The results of the second division fixtures underscored another point: the quality of the teams varied greatly. On opening day, the four winning clubs outscored their opponents 21 to 3, all of the losing goals coming in the 7-3 victory of Fairhill over Linwood Hibernians.
That gap in quality was also evident in the results from the American League and United League. The eight-team American League saw three games played on opening day. Philadelphia Electrics, popularly known as “the Live-Wires,” thumped Victor Athletics 5-0 while Delaware County’s Cardington FC dominated Whitehall Rovers 4-2. Remarkably, Cardington played the game with only nine men and inside right Pendlebury scored all four of their goals. The combined scorelines of those two games were equaled in Frankford Boys’ Club’s 9-2 destruction of Victoria Plush Mills.
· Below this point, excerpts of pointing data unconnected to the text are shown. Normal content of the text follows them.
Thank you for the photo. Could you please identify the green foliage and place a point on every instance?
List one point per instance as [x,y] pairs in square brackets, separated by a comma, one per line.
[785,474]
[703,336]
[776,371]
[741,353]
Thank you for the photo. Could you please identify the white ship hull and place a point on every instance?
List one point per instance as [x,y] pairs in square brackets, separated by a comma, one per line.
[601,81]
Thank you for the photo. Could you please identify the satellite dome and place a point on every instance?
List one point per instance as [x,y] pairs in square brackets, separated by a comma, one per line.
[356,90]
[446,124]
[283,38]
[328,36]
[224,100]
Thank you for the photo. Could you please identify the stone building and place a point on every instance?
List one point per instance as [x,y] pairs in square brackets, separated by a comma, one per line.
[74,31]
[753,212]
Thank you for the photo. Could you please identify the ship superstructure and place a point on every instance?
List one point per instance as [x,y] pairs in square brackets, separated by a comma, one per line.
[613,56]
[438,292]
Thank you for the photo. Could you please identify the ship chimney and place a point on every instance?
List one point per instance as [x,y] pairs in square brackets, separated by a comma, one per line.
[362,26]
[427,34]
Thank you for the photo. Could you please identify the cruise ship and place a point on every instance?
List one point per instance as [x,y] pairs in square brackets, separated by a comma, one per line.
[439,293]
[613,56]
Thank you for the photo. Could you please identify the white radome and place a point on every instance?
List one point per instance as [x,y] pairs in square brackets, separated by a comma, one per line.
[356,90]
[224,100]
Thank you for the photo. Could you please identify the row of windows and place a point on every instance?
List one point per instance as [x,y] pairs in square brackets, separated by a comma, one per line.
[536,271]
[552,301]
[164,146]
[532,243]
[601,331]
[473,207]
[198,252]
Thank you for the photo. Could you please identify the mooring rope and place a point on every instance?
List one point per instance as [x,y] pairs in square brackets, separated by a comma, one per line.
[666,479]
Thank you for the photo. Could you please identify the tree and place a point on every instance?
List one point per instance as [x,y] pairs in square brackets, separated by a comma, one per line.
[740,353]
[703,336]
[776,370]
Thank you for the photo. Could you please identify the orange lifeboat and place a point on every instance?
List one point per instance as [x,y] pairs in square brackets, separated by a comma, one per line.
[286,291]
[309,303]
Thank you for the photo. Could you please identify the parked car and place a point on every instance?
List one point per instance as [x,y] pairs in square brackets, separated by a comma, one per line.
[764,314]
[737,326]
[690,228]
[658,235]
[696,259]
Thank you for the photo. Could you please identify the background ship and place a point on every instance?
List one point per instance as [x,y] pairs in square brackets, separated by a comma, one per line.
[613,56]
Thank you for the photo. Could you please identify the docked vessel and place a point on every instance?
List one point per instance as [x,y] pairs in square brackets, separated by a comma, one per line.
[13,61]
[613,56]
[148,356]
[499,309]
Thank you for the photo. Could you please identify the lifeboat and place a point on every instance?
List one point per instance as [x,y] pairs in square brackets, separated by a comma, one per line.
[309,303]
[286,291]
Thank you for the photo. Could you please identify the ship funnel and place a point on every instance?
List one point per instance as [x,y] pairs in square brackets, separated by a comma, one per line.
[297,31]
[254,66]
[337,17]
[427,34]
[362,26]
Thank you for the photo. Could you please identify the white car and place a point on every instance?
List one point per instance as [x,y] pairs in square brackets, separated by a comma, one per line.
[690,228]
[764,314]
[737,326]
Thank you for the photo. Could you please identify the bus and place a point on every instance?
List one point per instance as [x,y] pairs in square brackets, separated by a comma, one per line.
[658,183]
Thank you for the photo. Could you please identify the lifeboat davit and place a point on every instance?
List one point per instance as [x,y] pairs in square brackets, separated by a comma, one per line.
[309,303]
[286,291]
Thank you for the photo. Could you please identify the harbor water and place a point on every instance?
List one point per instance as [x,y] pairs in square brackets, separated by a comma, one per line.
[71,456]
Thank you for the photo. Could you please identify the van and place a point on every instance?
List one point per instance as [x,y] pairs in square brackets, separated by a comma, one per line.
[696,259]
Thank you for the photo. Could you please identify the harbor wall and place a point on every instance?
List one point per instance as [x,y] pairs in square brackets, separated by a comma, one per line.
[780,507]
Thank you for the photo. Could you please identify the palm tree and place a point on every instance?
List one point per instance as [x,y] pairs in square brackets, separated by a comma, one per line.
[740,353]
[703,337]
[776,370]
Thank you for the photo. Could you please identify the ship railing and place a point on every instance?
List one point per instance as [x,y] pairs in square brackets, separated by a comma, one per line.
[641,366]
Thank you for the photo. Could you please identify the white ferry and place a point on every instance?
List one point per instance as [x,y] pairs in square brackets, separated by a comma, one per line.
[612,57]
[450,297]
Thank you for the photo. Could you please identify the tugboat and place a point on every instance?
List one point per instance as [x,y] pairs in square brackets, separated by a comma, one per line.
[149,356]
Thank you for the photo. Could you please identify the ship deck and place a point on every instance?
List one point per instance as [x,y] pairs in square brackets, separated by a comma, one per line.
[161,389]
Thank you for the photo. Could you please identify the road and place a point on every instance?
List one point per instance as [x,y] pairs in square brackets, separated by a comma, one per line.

Boys’ Club was scheduled to host Rangers FC in American League play at Frankford and Erie on opening day but the game had to be postponed. The Inquirer reported on Oct. 5 that the game was called off “owing to the fact that the baseball game which was played previously had not reached a conclusion when the time for the soccer game had arrived.”
In the fourteen-team United League, five games were played and big scorelines were again the story of the day. Kensington Boys’ Club’s 7-2 win over Bristol was bested by Roxborough’s 7-0 win over La Mott. Meanwhile, Vincome defeated Cardington Reserves 5-2.
Youth soccer in 1913
The importance of youth soccer in the development of the sport has long been recognized and things were no different in 1913. Describing the efforts of the Northeast Junior League to expand, the Inquirer wrote on Sept. 22, “It will pay those who have the interest of the future development of the game at heart to help along the Juniors as much as possible, for the rising generation will have to be catered to if we expect soccer to make the headway that it truly deserves in this country.”
While the Northeast Junior League did not commence play on Oct. 4, the Philadelphia Junior League did. In the four games played, the winners outscored the losers 23 to 4.
News came on Oct. 5 that a Boys’ Club league had been formed by the Germantown Boys’ Club Athletic Association that would be made up of eight teams, “all made up of boys who are under 18 years of age.”
The Inquirer report continued, “Arrangements have been made for the teams to practice on the Boys’ Club playground in the evenings, which will be made possible by the four large arc lamps that were recently installed and which light up the playground, so that it will be very easy for the teams to work every evening.”
The Inquirer reported that, if things went as planned, the league would start play no later than Oct. 20.